Jeff Yastine is a brilliant investment adviser and financial editor. He is the current Editorial Director at Banyan Hill Publishing. Prior to joining the Banyan Hill Publishing in 2015, Mr. Yastine worked as a financial journalist and stock market investor for over two decades. During this time his area of focus was covering global financial events. Today, he is the proud editor of the famous Total Wealth Insider. Some of his best work like The Nightly Business Report has been nominated for an Emmy Award. He also uses his Facebook page to enlighten his thousands of fans on the current investment trends. Visit the website jeffyastineguru.com to learn more.
The lucrative Kennedy accounts
Jeff Yastine is a prominent crusader of the Kennedy accounts. The Kennedy accounts are stock purchasing systems that allow interested investors to get lucrative bargains for their stock purchases. These bargains include discounts of between $5 and $25 per share. Some of the investors who have used this system in purchasing stock claim to have made nearly $10 million in profits. Yastine believes that Kennedy accounts are the way to go when it comes to modern-day stock investment.

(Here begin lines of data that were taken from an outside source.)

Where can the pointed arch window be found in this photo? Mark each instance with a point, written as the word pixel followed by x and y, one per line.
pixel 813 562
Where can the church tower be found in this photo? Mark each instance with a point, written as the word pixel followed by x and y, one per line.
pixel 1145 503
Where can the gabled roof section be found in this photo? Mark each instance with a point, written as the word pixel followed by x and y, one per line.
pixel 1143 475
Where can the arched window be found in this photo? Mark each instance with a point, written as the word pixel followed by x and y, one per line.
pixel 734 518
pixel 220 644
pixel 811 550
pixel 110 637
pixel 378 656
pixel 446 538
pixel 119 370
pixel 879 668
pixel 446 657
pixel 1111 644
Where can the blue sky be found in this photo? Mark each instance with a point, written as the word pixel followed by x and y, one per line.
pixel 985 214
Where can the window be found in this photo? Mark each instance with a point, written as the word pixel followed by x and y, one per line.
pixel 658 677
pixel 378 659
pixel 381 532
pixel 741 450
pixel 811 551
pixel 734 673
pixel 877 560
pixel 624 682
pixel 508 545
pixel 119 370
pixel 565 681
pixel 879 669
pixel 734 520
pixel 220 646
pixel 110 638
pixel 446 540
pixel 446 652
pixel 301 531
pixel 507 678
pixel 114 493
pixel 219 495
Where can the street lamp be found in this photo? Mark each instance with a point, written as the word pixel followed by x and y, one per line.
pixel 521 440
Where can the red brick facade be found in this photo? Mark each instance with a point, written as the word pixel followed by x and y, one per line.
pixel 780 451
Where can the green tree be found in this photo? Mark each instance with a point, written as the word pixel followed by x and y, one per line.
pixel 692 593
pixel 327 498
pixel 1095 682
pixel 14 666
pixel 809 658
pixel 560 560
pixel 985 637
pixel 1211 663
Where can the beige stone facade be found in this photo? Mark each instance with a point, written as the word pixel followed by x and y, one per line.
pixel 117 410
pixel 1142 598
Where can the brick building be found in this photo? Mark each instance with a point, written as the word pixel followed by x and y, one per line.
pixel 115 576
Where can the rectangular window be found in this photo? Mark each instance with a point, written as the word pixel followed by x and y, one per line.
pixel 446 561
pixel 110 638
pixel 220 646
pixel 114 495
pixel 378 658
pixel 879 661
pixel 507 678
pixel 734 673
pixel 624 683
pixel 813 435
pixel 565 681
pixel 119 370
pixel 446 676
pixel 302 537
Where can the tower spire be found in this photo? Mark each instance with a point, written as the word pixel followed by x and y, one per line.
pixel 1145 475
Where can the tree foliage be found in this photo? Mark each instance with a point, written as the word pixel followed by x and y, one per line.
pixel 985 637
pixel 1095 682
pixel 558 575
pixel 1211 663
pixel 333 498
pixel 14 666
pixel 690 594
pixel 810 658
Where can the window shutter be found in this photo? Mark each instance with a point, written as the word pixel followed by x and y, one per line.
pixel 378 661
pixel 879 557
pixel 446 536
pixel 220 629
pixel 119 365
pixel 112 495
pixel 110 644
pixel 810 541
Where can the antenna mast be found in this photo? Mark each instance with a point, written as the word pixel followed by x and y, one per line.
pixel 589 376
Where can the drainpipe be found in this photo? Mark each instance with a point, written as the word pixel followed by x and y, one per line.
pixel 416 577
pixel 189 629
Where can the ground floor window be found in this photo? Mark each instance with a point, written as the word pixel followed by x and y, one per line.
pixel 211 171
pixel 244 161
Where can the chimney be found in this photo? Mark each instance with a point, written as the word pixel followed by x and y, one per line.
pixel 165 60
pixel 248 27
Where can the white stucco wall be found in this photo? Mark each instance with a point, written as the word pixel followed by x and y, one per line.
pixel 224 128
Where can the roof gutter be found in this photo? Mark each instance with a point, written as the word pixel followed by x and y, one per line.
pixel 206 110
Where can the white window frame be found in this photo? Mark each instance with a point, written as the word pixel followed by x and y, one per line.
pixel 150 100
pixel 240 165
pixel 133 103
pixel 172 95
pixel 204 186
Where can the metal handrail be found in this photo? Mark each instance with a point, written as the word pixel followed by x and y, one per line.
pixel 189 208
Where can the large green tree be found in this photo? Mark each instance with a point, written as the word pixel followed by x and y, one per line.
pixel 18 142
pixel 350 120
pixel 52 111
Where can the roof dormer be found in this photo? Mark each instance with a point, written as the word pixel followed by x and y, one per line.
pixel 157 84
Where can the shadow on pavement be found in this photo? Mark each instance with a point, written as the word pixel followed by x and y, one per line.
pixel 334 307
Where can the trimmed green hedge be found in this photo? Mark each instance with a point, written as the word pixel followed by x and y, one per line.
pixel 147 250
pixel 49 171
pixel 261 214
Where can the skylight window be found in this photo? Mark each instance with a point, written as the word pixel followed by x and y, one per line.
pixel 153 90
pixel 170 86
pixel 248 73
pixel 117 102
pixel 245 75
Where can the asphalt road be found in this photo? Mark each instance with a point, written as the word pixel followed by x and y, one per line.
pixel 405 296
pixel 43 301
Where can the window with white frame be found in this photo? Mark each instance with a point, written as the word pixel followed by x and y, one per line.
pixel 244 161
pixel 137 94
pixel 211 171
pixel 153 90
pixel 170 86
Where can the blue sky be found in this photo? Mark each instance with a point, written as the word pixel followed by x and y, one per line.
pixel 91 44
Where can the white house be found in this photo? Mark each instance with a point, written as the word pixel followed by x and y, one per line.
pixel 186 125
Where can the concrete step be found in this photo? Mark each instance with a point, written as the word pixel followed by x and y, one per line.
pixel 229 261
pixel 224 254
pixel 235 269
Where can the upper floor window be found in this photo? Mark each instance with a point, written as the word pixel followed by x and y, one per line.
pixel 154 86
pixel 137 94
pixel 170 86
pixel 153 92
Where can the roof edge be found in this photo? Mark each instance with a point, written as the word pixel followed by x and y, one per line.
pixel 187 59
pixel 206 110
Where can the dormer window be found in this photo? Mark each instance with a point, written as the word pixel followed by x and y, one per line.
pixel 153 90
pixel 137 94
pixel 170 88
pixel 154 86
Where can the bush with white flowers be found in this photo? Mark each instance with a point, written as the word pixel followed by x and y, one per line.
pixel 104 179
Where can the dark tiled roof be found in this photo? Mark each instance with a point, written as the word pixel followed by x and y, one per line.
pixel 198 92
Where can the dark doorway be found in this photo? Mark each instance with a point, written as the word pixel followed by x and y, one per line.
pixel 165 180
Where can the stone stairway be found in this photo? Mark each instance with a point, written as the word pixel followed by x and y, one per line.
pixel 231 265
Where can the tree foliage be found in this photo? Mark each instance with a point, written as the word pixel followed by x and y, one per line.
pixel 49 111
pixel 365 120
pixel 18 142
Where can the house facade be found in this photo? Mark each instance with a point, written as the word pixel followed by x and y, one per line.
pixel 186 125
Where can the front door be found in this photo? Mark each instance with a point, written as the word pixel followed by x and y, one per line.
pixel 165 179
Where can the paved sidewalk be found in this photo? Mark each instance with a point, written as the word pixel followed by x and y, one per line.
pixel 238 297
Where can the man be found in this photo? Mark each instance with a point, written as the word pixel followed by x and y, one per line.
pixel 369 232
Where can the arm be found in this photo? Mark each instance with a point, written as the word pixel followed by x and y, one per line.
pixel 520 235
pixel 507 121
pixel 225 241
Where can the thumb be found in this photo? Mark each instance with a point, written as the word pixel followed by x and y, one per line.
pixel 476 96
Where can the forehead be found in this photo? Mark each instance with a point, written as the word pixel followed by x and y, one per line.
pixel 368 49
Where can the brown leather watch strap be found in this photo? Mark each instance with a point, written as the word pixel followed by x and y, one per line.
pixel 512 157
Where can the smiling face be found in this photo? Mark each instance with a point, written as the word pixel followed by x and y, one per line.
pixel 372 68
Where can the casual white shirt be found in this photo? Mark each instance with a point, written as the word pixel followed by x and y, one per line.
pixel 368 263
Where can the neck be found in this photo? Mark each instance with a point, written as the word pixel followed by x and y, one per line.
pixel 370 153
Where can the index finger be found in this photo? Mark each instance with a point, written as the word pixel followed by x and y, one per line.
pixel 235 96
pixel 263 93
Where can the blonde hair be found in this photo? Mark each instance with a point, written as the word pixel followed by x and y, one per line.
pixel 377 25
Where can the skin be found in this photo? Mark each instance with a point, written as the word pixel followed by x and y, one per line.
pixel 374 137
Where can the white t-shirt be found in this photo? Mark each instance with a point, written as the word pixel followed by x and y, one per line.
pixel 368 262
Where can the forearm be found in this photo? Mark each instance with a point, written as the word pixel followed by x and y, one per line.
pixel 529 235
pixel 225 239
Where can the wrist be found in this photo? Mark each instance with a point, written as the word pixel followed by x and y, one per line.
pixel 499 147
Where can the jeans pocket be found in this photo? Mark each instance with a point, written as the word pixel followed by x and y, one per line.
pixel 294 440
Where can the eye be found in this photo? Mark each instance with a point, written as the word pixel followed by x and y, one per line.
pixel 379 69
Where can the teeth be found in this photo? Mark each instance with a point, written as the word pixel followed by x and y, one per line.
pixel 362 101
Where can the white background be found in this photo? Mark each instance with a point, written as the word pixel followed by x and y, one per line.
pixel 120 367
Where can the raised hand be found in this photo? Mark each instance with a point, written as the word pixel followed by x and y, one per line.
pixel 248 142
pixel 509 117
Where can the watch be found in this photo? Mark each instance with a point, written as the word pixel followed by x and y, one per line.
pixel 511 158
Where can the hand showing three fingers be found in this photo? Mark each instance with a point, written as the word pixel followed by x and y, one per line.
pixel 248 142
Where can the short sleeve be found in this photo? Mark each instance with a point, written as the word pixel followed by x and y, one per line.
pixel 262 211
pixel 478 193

Jeff Yastine’s investment hotcakes
According to Jeff Yastine, cybersecurity is one of the most lucrative investment platforms right now. He predicts that this platform will continue to see an approximated 15% year-over-year investment growth until the year 2022. In one of his recent twitter posts, this famed financial journalist pointed out that AMD, ARM and Intel current chips are all prone to cybersecurity threats. This is thanks to the “Spectre” and “Meltdown” flaws they have. In addition to that, as the world becomes more and more digitized, so will the demand for cybersecurity rise.
Jeff Yastine says that the current financial situation globally is very welcome to some well-placed start-ups and mid-range business entities to rise and become global giants. The mentions eBay, The Kroger Co. and W.W. Grainger Inc. as the most likely near future Amazon competitors. Looking at the growth index graph and the prices of their stock, they are both consistently on the rise. Mr. Yastine advice any investor who wants to invest in this type of market but feels that the Amazon stock prices are too high for them, they can opt for any of the three firms. He adds that using a Kennedy account to buy stock from this company will give you better profit margins. You can check Jeff Yastine’s section on medium.com where he offers more insight of the current stock and investment market phenomena.